After surgery, the patient is under the care of the general practice and attending veterinarian. Many times, the decision to send a pet home or to stay at the general practice post-operatively depends on the type of procedure, expected discomfort level, willingness of owner to care for pet, and recovery of pet. It is the general practice’s duty to inform pet owners on the practice policy of anesthesia and overnight care. We strongly recommend overnight monitoring at a nearby 24-hour ER for general practices not equipped for surgical procedures or for cases requiring critical care monitoring post-operatively.

As a MOVES team member within a general practice, we encourage open dialogue with colleagues on patient re-checks and any questions/concerns they may have.

Are after-hours cases or emergencies sometimes required?
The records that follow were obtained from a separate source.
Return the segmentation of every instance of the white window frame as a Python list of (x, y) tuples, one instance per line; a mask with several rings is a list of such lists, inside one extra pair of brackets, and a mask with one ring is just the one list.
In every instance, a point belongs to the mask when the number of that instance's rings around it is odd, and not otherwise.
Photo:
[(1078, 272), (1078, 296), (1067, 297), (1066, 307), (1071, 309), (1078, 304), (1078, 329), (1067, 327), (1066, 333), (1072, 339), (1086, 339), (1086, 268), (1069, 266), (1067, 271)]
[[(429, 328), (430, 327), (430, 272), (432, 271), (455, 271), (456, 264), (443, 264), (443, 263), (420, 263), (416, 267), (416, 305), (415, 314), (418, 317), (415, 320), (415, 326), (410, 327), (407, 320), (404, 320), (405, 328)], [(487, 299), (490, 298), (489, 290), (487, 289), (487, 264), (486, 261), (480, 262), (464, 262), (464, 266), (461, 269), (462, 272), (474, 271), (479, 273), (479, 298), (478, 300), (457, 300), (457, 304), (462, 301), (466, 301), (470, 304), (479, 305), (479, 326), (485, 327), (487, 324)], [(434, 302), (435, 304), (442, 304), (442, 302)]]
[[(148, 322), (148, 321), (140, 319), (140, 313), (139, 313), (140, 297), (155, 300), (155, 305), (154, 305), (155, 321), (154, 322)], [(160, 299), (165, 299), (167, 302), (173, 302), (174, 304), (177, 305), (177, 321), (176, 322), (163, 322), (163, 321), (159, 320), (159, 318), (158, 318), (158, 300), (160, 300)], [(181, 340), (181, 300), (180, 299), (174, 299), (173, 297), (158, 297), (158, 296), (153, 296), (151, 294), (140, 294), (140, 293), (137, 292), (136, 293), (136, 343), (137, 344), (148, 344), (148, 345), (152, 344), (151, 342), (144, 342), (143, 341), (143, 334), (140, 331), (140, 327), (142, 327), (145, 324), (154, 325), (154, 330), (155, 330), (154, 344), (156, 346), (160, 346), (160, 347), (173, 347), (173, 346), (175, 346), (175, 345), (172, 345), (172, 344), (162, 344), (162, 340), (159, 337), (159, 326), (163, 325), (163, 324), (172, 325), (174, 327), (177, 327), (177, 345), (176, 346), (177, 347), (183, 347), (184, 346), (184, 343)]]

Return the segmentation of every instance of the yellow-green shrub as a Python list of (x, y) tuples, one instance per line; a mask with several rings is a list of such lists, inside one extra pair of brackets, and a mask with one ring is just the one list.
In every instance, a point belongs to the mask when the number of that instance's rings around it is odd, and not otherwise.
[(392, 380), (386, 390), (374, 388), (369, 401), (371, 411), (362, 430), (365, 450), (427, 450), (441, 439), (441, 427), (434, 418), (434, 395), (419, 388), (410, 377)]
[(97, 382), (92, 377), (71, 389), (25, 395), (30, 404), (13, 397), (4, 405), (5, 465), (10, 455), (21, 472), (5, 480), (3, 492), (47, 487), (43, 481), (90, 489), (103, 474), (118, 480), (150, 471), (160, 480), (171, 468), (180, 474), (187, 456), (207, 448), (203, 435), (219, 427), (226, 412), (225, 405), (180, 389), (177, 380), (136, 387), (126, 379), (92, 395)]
No. As a MOVES surgeon, emergency or after-hours case load is not a requirement. Some surgeons may want to work an additional day for production, while other surgeons may reach their goals working 4-5 days a week. In addition, work-life balances may require individual surgeons to pursue cases after hours by partnering with local emergency clinics. The MOVES leadership team welcomes the best fit for the MOVES surgeon. While emergencies are not required, networking with all practices will be strongly encouraged. From there, the MOVES surgeon can dictate how he/she may practice.

What if I have a non-compete restriction that will keep me from working where I want to work?

Our intent is to partner with board-certified small animal surgeons who will not be violating a restrictive covenant. Relocation incentives will be offered to interested surgeons and our team can help identify networks in need of a MOVES surgeon.